Cite as: 536 U. S. 765 (2002)
Opinion of the Court
Any party taking that position is just as likely to lose. The judge is applying the law (as he sees it) evenhandedly.7
B
It is perhaps possible to use the term "impartiality" in the judicial context (though this is certainly not a common usage) to mean lack of preconception in favor of or against a particular legal view. This sort of impartiality would be concerned, not with guaranteeing litigants equal application of the law, but rather with guaranteeing them an equal chance to persuade the court on the legal points in their case. Impartiality in this sense may well be an interest served by the announce clause, but it is not a compelling state interest, as strict scrutiny requires. A judge's lack of predisposition regarding the relevant legal issues in a case has never been thought a necessary component of equal justice, and with good reason. For one thing, it is virtually impossible to find a judge who does not have preconceptions about the law.
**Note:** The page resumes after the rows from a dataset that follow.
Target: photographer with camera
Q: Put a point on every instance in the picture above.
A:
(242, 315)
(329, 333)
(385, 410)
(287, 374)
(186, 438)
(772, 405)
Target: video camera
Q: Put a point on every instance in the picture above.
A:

As then-Justice Rehnquist observed of our own Court: "Since most Justices come to this bench no earlier than their middle years, it would be unusual if they had not by that time formulated at least some tentative notions that would influence them in their interpretation of the sweeping clauses of the Constitution and their interaction with one another. It would be not merely unusual, but extraordinary, if they had
7 Justice Stevens asserts that the announce clause "serves the State's interest in maintaining both the appearance of this form of impartiality and its actuality." Post, at 801. We do not disagree. Some of the speech prohibited by the announce clause may well exhibit a bias against parties—including Justice Stevens's example of an election speech stressing the candidate's unbroken record of affirming convictions for rape, ante, at 800-801. That is why we are careful to say that the announce clause is "barely tailored to serve that interest," supra, at 776 (emphasis added). The question under our strict scrutiny test, however, is not whether the announce clause serves this interest at all, but whether it is narrowly tailored to serve this interest. It is not.